The preamble put into focus that trading DeRozan — even if Leonard walking at season’s end would just speed up an inevitable rebuild, the spin goes (mine included) — was a real risk. He was loyal to Toronto’s bone-chilling core. He was one in a city of transplants who came alone and built a togetherness. “I always look at myself as the outside, as an outcast,” he said Thursday. “When you’re here you kind of got that feeling of being in your own world. And that’s one thing I definitely miss. You’re part of the city. You here. It just felt like a bubble when I was here, and I definitely miss that.” In searching for a higher love, the Raptors gave up the one they’d always have. The results of the game put into focus that the gamble was worth it.
Basketball is predictable — even fickle.
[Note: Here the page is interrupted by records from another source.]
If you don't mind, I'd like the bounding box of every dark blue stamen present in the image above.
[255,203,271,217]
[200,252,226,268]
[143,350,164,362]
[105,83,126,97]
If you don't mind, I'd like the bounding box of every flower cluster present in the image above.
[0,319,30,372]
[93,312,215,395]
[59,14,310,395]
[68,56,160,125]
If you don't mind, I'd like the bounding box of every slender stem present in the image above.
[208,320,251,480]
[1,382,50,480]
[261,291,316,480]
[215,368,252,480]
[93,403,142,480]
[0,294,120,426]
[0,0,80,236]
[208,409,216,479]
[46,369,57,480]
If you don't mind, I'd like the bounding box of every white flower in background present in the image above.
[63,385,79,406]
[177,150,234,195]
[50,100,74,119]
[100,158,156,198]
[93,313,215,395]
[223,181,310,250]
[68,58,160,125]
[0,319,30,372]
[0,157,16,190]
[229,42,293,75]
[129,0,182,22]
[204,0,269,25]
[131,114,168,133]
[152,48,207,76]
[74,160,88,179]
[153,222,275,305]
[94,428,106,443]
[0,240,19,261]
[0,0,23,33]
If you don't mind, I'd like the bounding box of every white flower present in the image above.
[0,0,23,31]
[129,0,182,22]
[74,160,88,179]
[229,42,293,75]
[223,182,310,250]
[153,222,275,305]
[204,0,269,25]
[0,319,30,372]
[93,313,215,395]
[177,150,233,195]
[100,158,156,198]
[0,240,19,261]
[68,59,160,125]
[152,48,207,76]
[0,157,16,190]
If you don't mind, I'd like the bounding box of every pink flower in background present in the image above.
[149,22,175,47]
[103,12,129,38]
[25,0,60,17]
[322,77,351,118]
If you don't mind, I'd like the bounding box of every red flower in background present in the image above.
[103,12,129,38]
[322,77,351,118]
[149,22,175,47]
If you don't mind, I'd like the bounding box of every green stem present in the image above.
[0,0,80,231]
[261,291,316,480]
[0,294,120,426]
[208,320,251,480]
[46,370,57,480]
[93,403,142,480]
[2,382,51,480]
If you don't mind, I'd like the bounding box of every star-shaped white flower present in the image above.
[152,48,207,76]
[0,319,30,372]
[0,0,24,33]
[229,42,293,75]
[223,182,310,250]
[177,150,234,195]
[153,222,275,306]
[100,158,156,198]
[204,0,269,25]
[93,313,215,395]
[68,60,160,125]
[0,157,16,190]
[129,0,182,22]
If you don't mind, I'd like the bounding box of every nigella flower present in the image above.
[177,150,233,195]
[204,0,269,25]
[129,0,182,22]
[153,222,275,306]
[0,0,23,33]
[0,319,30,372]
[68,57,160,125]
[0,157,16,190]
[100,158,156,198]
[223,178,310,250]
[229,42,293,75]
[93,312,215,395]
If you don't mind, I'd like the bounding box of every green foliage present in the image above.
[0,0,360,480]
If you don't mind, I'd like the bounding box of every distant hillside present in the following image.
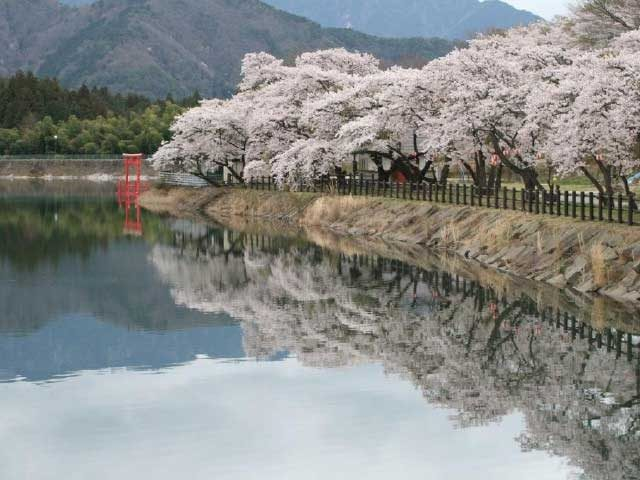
[264,0,540,39]
[0,0,454,97]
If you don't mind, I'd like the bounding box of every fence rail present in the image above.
[235,177,640,225]
[0,154,122,162]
But there are moments the game can take on a cosmic rerouting. The right energy — like say, the energy of an entire city welcoming home its favorite son — can lead to unexplainable reversals of fortune. DeRozan, a lifelong defensive weak link, swiped the ball in transition from Leonard, who is nicknamed “The Claw” after his famously giant, strong hands. Whistles were swallowed until they weren’t. Raptors coach Nick Nurse got ejected, picking up two technical fouls in the span of one minute in the third quarter. In the final minutes, Marco Belinelli nailed a trey and Leonard missed one, making it a one-point game.
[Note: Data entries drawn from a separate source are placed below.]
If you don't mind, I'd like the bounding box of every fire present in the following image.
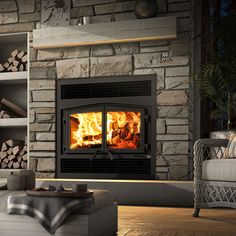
[70,111,140,149]
[70,112,102,149]
[107,111,140,149]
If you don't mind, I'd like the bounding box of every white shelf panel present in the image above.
[0,118,27,127]
[0,71,28,84]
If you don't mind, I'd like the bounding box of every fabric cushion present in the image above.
[224,135,236,158]
[202,159,236,181]
[0,189,113,214]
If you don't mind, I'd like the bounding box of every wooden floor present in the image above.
[118,206,236,236]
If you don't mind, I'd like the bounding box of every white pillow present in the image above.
[224,135,236,158]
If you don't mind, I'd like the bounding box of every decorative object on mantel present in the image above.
[134,0,158,19]
[33,16,177,49]
[41,0,71,28]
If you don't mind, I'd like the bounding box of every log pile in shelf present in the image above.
[0,139,28,169]
[0,49,27,72]
[0,98,27,119]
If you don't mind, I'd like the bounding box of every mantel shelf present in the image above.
[0,118,27,128]
[33,16,176,49]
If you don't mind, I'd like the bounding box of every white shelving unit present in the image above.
[0,32,29,173]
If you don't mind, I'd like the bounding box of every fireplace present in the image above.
[57,75,156,179]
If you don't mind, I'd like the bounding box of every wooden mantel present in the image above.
[33,16,176,49]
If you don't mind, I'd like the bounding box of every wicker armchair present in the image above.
[193,139,236,217]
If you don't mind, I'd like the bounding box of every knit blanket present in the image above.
[7,193,94,234]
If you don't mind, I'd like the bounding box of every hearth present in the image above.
[57,75,156,179]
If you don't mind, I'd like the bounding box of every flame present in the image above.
[70,112,102,149]
[107,111,141,149]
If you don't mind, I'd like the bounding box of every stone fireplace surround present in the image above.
[17,0,192,180]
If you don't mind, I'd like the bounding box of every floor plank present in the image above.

Fifty-fifty balls started to bounce toward the direction of justice. But only for a time. Mostly, there is no justice in basketball. Its constant repetition — 103 possessions, in this outing — punishes the underdog and endows the game with the rigors of a hard science.
Conduct the same experiment over and over, the outliers disappear. Give Leonard enough pokes at a player of DeRozan’s caliber, and he will find a way to rattle him. It happened in the playoffs from a superior player, every damn time, and it happened in the game’s most critical play Friday night.
DeRozan, who was just a little more control away from clinching the game, crashed into a trap laid out by Kyle Lowry — his best friend and former running mate — and Leonard, who just knew when to poke at the ball. He always knows, which is how he pried it out of DeRozan’s hands in the final 20 seconds and dunked, and why he is a Raptor and DeRozan is a Spur.
“We hang in and figure it out,” Nurse said after the game. “We act like we’re expecting to figure out a way to win a lot lately.” That’s not random. It’s intelligence and skill and repetition.“I could see ’em saying, ‘Don’t foul,’ to each other,” Nurse continued. “I could see Kyle — ‘We’re not going to foul,’ telling [the refs] that. Really, really heads-up play by him.”
Early on, DeRozan couldn’t touch the ball without making the arena roar. As the game wore on, the cheers slowly dwindled. The crowd settled into the odd familiarity of it all. Its allegiance was made clear when the first “Refs, you suck!” chant broke out. In the final minute, DeRozan was isolated against Leonard. He drove, pump-faked and got the and-one. Fans booed DeRozan at the free-throw line, their noisemakers crashing together with more force.
But not like they booed Vince Carter or Chris Bosh or Tracy McGrady or many of the other Raptors who have departed. They weren’t just booing to unite against something. They booed because they have something worth cheering for. The skeptics who entered wondering why this all-in championship push was so necessary left as believers.
Trust Leonard, who has never minced words, to distill things down to their core. “DeMar did a great job here with his nine-, 10-year run,” he said when asked about the fan reaction. “Tonight, the fans came out and showed him love, but they still knew what we were here for and that was to get the win.”